Urban Tree Transfer

Cross-city transfer of urban tree genus classification. Can a model trained in Berlin classify trees in Leipzig?

2026 Geospatial
  • Python
  • XGBoost
  • scikit-learn
  • GeoPandas
  • Rasterio
  • Google Earth Engine
  • 1D-CNN

Problem

Cities need tree cadastres for informed urban tree management, but manual field surveys are expensive and don’t scale. Satellite-based classification using Sentinel-2 data offers an alternative, but models trained on one city typically fail when applied to another due to domain shift. No systematic baselines existed to quantify this cross-city transfer gap for urban tree genus classification.

Solution

Fully reproducible end-to-end pipeline: multitemporal Sentinel-2 composites (12 months, 10 bands + 13 vegetation indices) combined with municipal tree cadastres from Berlin (905k trees) and Leipzig (168k trees), 17 genus-level classes. Two algorithmic paradigms (XGBoost vs. 1D-CNN), strict spatial block CV, three sequential experiments (source optimization, zero-shot transfer, fine-tuning with stratified target data fractions). Built entirely on open data.

Result

XGBoost weighted F1 = 0.751 in Berlin under spatial block CV, exceeding published benchmarks despite higher class count and stricter evaluation. Zero-shot transfer to Leipzig: XGBoost -49.8%, 1D-CNN -37.4%. Fine-tuning sweet spot at 25–50% local data. Pipeline design (class balancing: +18 pp F1, spatial evaluation, feature engineering) contributes more to performance than algorithm or hyperparameter choice.

Lessons Learned

  • Pipeline design matters more than algorithm choice. Class balancing alone added +18 pp weighted F1. Spatial block CV, feature engineering, and preprocessing decisions had more impact than hyperparameter tuning or switching between XGBoost and 1D-CNN.
  • Spatial autocorrelation is the silent accuracy killer in remote sensing ML. Standard random CV inflated accuracy by double digits. Spatial block CV with 1200 m blocks caught this. Straightforward to implement, unclear why it is still not standard practice in the field.
  • Zero-shot transfer confirmed what the literature suspected but rarely quantified: domain shift between cities is severe (up to -50% F1). The practical sweet spot for fine-tuning was 25–50% local data, not full retraining.

Deep Dive

The transfer experiment used three sequential stages. First, source-domain optimization in Berlin: systematic comparison of XGBoost (50 importance-ranked features from 276 candidates) and 1D-CNN (full 144-feature temporal sequences) under spatial block CV. Second, zero-shot transfer to Leipzig: applying Berlin-trained models directly to Leipzig data without adaptation.
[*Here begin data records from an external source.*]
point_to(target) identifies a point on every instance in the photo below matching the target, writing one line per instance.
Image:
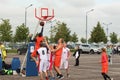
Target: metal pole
(86, 30)
(87, 24)
(107, 29)
(26, 14)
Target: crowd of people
(48, 56)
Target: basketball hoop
(44, 17)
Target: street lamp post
(87, 25)
(26, 14)
(107, 29)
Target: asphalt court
(89, 68)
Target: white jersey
(0, 53)
(65, 53)
(64, 60)
(42, 53)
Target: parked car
(22, 49)
(70, 46)
(87, 48)
(118, 49)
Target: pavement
(89, 68)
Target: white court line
(95, 70)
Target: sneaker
(46, 78)
(68, 75)
(111, 78)
(61, 76)
(57, 75)
(52, 78)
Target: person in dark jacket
(77, 55)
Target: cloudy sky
(72, 12)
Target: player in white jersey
(43, 62)
(65, 57)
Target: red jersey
(38, 41)
(104, 61)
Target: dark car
(22, 49)
(118, 49)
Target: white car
(87, 48)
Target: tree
(62, 31)
(113, 37)
(21, 33)
(74, 37)
(5, 31)
(83, 40)
(98, 34)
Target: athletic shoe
(52, 78)
(46, 78)
(68, 75)
(111, 78)
(61, 76)
(57, 75)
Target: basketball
(42, 23)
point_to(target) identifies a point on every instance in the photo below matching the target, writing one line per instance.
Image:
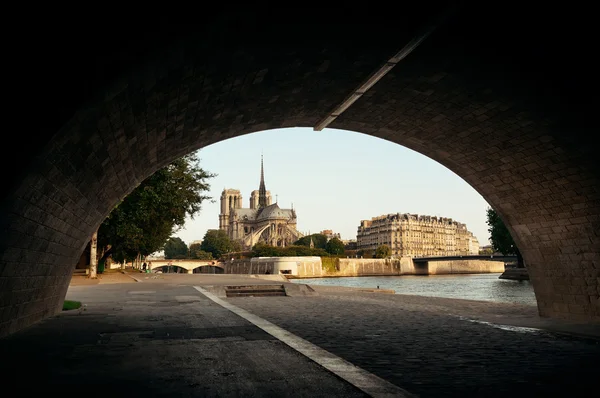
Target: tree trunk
(93, 257)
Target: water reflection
(471, 287)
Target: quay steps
(255, 291)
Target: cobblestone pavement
(437, 347)
(164, 340)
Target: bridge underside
(489, 99)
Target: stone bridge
(503, 98)
(190, 266)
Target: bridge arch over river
(505, 109)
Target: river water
(485, 287)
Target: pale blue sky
(335, 178)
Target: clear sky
(335, 178)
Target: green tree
(217, 242)
(319, 241)
(383, 251)
(365, 253)
(175, 248)
(145, 219)
(501, 239)
(335, 246)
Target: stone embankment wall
(370, 267)
(465, 267)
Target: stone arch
(515, 127)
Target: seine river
(471, 286)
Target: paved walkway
(163, 337)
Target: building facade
(416, 236)
(263, 221)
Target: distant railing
(489, 257)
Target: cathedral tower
(262, 190)
(230, 199)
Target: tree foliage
(155, 210)
(383, 251)
(197, 253)
(175, 248)
(319, 241)
(264, 250)
(217, 243)
(501, 239)
(334, 246)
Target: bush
(330, 264)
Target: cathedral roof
(273, 211)
(250, 213)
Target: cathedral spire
(262, 191)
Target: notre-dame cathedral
(263, 222)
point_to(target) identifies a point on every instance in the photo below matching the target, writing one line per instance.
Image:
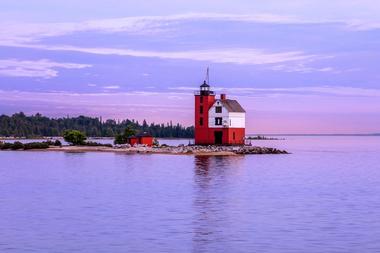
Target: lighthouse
(218, 121)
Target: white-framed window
(218, 121)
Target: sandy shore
(138, 150)
(180, 150)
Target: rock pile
(192, 149)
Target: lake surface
(325, 197)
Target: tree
(74, 137)
(123, 138)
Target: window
(218, 121)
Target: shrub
(57, 143)
(74, 137)
(123, 138)
(17, 145)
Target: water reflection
(212, 176)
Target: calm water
(325, 197)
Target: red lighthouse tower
(204, 99)
(217, 121)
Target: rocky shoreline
(175, 150)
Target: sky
(296, 66)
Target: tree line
(21, 125)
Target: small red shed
(142, 139)
(132, 140)
(145, 139)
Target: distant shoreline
(170, 150)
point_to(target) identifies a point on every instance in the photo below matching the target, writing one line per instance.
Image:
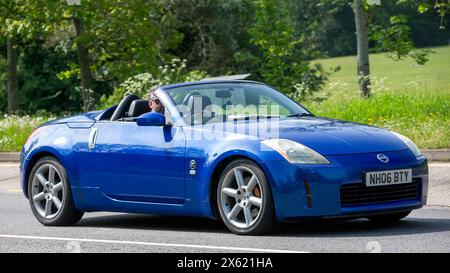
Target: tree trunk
(85, 72)
(362, 38)
(12, 78)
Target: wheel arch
(217, 171)
(31, 162)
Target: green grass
(400, 76)
(410, 99)
(14, 131)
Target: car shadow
(363, 228)
(323, 229)
(154, 222)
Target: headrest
(138, 107)
(204, 100)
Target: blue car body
(129, 171)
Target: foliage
(3, 94)
(280, 60)
(396, 42)
(14, 130)
(141, 84)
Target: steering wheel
(123, 106)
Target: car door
(139, 163)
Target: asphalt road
(425, 230)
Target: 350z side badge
(192, 166)
(383, 158)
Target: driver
(155, 103)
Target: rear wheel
(389, 218)
(244, 199)
(49, 194)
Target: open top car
(233, 150)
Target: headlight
(295, 152)
(412, 146)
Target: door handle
(92, 138)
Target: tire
(238, 205)
(389, 218)
(48, 189)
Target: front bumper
(315, 191)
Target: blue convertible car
(233, 150)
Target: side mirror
(151, 119)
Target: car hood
(329, 136)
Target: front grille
(359, 194)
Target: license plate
(386, 178)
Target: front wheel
(49, 194)
(244, 199)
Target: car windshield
(220, 102)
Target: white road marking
(244, 249)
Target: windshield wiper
(300, 115)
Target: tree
(113, 40)
(394, 39)
(21, 21)
(362, 37)
(279, 58)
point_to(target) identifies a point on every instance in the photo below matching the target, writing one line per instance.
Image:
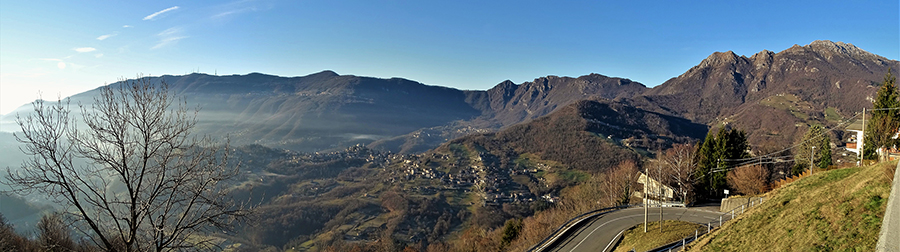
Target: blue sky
(60, 48)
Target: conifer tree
(816, 136)
(717, 152)
(885, 122)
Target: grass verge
(837, 210)
(672, 230)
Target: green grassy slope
(837, 210)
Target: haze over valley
(425, 126)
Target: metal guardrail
(890, 225)
(709, 226)
(574, 222)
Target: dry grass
(636, 239)
(837, 210)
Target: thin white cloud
(85, 49)
(102, 37)
(169, 32)
(152, 16)
(168, 37)
(167, 41)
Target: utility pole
(811, 153)
(659, 191)
(646, 178)
(861, 139)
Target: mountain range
(771, 95)
(438, 159)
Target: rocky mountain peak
(830, 49)
(719, 58)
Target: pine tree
(885, 122)
(817, 137)
(716, 152)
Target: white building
(655, 190)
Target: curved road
(597, 234)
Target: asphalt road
(597, 234)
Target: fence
(574, 222)
(727, 216)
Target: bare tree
(751, 179)
(680, 164)
(621, 183)
(130, 176)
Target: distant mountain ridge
(769, 94)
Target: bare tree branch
(147, 183)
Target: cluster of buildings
(493, 184)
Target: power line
(758, 159)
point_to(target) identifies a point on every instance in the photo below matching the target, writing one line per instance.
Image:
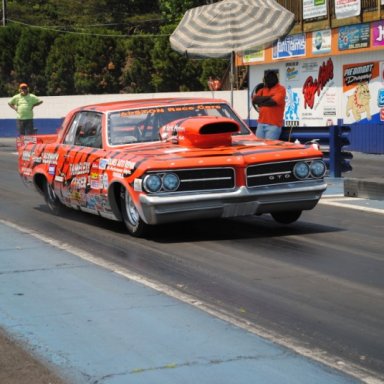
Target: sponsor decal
(354, 37)
(79, 183)
(79, 169)
(49, 158)
(378, 33)
(52, 169)
(358, 74)
(313, 87)
(290, 46)
(26, 156)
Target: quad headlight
(318, 168)
(158, 182)
(171, 182)
(305, 169)
(152, 183)
(301, 170)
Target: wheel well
(39, 181)
(114, 193)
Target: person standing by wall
(271, 103)
(23, 103)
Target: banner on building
(290, 46)
(321, 42)
(354, 37)
(362, 92)
(347, 8)
(314, 8)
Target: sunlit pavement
(99, 326)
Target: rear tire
(52, 200)
(286, 217)
(131, 217)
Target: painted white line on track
(317, 355)
(343, 203)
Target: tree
(9, 38)
(173, 10)
(60, 67)
(30, 56)
(173, 71)
(136, 77)
(98, 63)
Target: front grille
(205, 179)
(270, 173)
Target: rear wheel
(132, 220)
(52, 200)
(286, 217)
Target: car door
(80, 154)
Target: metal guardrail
(333, 141)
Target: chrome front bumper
(242, 201)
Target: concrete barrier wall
(50, 114)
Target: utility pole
(4, 12)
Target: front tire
(52, 200)
(132, 220)
(286, 217)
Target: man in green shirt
(23, 103)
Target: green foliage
(71, 47)
(136, 76)
(60, 67)
(30, 56)
(9, 38)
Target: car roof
(145, 103)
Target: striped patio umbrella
(230, 26)
(216, 30)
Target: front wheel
(132, 220)
(52, 200)
(286, 217)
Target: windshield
(141, 125)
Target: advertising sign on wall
(321, 42)
(354, 36)
(311, 97)
(347, 8)
(362, 92)
(314, 8)
(290, 46)
(378, 33)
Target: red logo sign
(312, 86)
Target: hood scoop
(200, 132)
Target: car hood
(209, 142)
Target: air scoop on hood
(200, 132)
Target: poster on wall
(347, 8)
(292, 100)
(311, 96)
(253, 57)
(290, 46)
(362, 92)
(314, 8)
(354, 37)
(377, 30)
(321, 41)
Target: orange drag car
(148, 162)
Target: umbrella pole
(231, 77)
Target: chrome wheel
(131, 217)
(51, 199)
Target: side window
(71, 134)
(86, 130)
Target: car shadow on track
(205, 230)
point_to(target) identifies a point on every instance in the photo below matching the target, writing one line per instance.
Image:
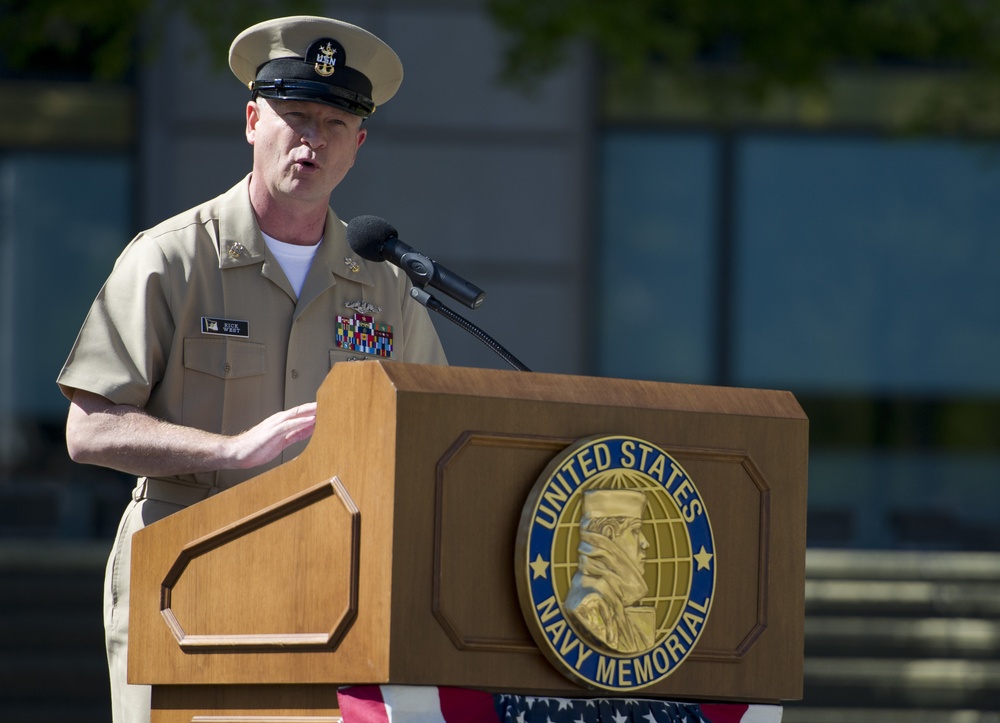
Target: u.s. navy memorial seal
(615, 563)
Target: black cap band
(298, 79)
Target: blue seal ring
(549, 517)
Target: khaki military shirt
(199, 326)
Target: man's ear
(253, 116)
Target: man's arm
(125, 438)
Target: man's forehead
(304, 106)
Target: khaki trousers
(152, 500)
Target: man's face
(633, 542)
(302, 150)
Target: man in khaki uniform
(198, 364)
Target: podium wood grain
(384, 553)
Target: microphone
(374, 239)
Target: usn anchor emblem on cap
(325, 54)
(615, 563)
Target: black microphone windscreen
(368, 234)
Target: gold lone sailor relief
(615, 563)
(609, 583)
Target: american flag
(428, 704)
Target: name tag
(225, 327)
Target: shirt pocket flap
(225, 358)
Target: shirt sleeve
(122, 346)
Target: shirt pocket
(223, 384)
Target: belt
(174, 493)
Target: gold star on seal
(704, 559)
(539, 568)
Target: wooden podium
(385, 552)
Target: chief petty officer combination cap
(319, 60)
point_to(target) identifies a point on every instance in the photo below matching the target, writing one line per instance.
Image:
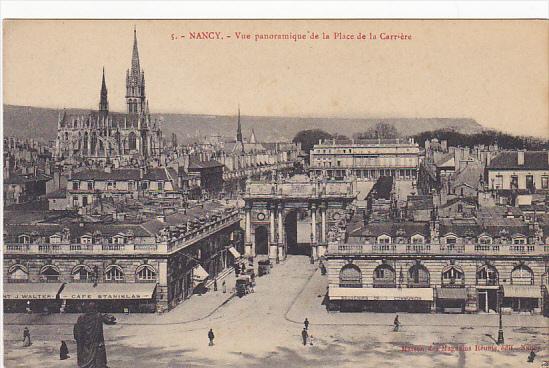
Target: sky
(492, 71)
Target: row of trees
(308, 138)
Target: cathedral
(102, 136)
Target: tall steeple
(136, 70)
(103, 100)
(135, 82)
(239, 128)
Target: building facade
(145, 267)
(447, 265)
(366, 159)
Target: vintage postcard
(275, 193)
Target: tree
(308, 138)
(379, 131)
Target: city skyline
(274, 79)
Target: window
(499, 182)
(350, 276)
(522, 275)
(487, 275)
(418, 276)
(49, 273)
(384, 239)
(146, 273)
(114, 273)
(82, 273)
(18, 273)
(452, 273)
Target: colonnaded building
(144, 267)
(102, 135)
(366, 159)
(466, 263)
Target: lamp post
(500, 331)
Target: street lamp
(500, 331)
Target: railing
(436, 249)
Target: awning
(34, 290)
(452, 293)
(234, 252)
(199, 273)
(107, 291)
(521, 291)
(336, 293)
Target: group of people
(63, 350)
(305, 333)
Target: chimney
(520, 158)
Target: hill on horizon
(41, 124)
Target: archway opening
(261, 240)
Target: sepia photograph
(275, 193)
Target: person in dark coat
(63, 351)
(26, 337)
(90, 342)
(396, 323)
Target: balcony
(163, 247)
(387, 283)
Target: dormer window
(384, 239)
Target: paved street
(263, 329)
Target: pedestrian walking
(396, 324)
(26, 337)
(304, 336)
(63, 351)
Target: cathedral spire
(136, 70)
(103, 100)
(239, 128)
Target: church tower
(103, 99)
(135, 83)
(239, 128)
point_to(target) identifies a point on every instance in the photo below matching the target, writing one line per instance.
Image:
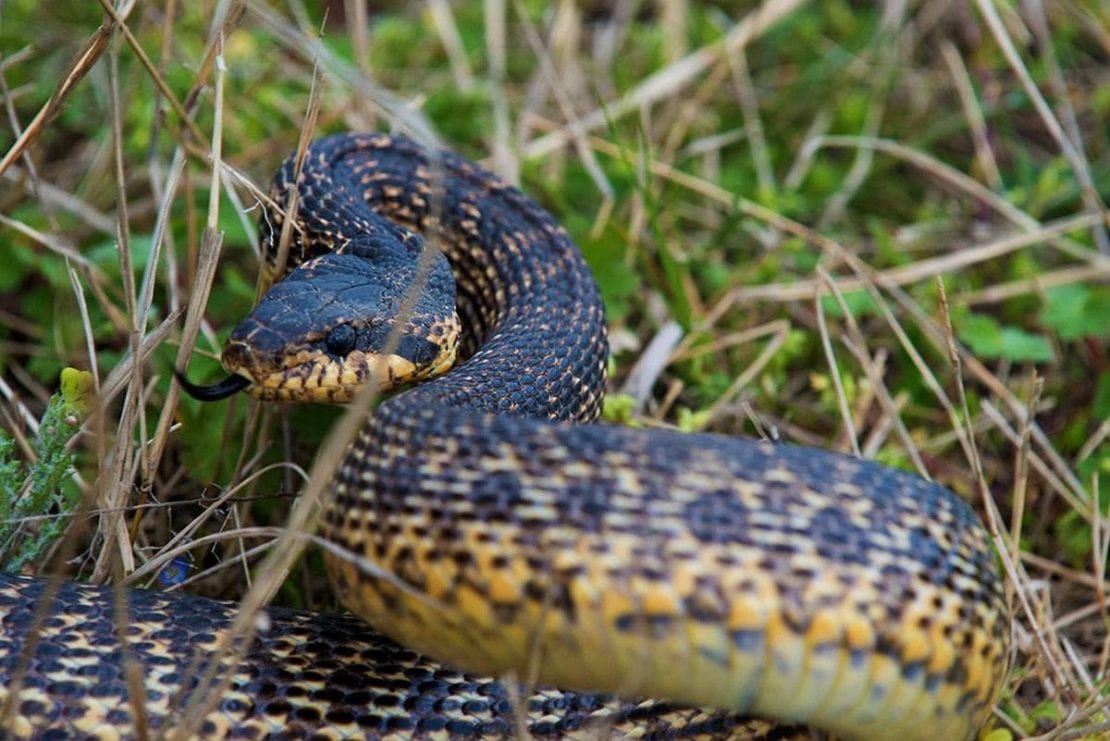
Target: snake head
(344, 321)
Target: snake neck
(534, 341)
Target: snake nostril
(235, 356)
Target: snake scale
(484, 519)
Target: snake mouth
(221, 389)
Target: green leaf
(987, 338)
(1077, 311)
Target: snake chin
(313, 376)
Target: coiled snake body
(474, 523)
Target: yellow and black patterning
(481, 518)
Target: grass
(865, 227)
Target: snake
(487, 523)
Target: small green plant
(36, 498)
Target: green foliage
(1077, 311)
(41, 491)
(989, 339)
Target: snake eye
(340, 341)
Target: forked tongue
(218, 391)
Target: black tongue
(218, 391)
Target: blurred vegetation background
(877, 227)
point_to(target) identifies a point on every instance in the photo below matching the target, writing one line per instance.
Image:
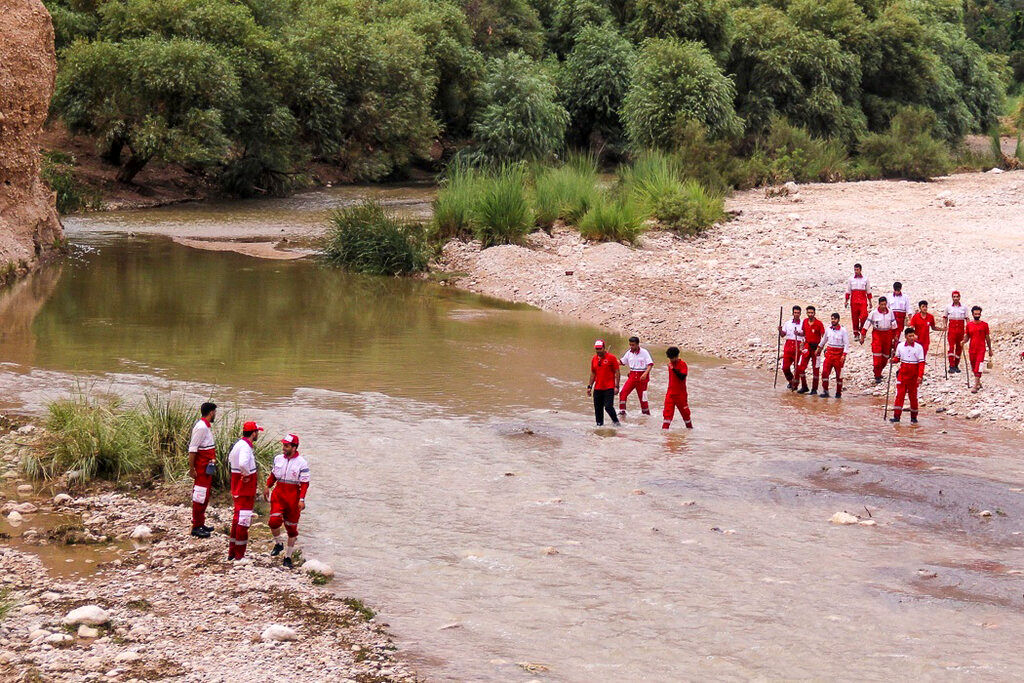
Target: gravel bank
(720, 293)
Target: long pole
(778, 347)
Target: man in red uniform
(837, 343)
(923, 323)
(954, 321)
(858, 300)
(884, 336)
(244, 486)
(675, 397)
(814, 330)
(289, 479)
(978, 339)
(910, 355)
(202, 465)
(603, 383)
(793, 332)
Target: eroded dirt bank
(721, 293)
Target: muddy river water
(460, 486)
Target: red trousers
(285, 508)
(834, 360)
(675, 402)
(201, 489)
(635, 381)
(954, 334)
(882, 349)
(907, 379)
(241, 520)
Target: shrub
(368, 239)
(907, 150)
(612, 219)
(502, 213)
(521, 119)
(674, 81)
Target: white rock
(323, 568)
(278, 633)
(844, 518)
(89, 614)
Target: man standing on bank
(639, 363)
(603, 383)
(202, 465)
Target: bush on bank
(101, 437)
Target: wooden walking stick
(778, 347)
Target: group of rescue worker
(285, 487)
(808, 340)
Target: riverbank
(169, 605)
(720, 293)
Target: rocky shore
(720, 293)
(168, 605)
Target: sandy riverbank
(176, 608)
(720, 293)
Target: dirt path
(720, 294)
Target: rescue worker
(675, 397)
(977, 334)
(793, 332)
(202, 465)
(923, 323)
(858, 299)
(814, 330)
(883, 325)
(954, 322)
(910, 355)
(289, 480)
(603, 383)
(244, 487)
(837, 343)
(639, 361)
(899, 304)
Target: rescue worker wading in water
(286, 488)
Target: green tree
(521, 120)
(673, 82)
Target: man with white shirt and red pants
(244, 486)
(639, 361)
(202, 465)
(289, 480)
(910, 355)
(858, 299)
(837, 343)
(883, 325)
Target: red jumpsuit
(911, 356)
(675, 397)
(813, 332)
(976, 332)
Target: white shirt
(956, 312)
(639, 360)
(291, 470)
(202, 438)
(794, 330)
(879, 321)
(910, 352)
(242, 458)
(837, 338)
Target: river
(460, 487)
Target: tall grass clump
(613, 220)
(502, 213)
(368, 239)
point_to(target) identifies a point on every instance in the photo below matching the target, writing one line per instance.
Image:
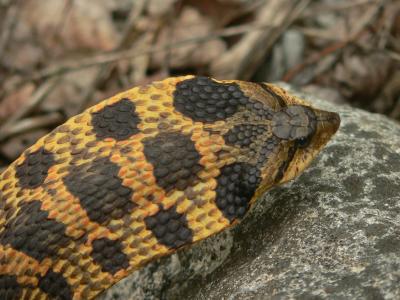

Third, fine-tuning with stratified Leipzig data fractions (10%, 25%, 50%, 100%) and comparison against from-scratch baselines. The 1D-CNN retained more performance under zero-shot transfer (-37.4% vs. -49.8% for XGBoost), suggesting that learned temporal representations generalize better than handcrafted spectral features. Feature importance analysis confirmed this: XGBoost relied heavily on absolute spectral values (NDVI magnitude), while the CNN encoded relative temporal patterns (phenological shape). The fine-tuning recovery followed a power-law curve, with diminishing returns beyond 50% local data.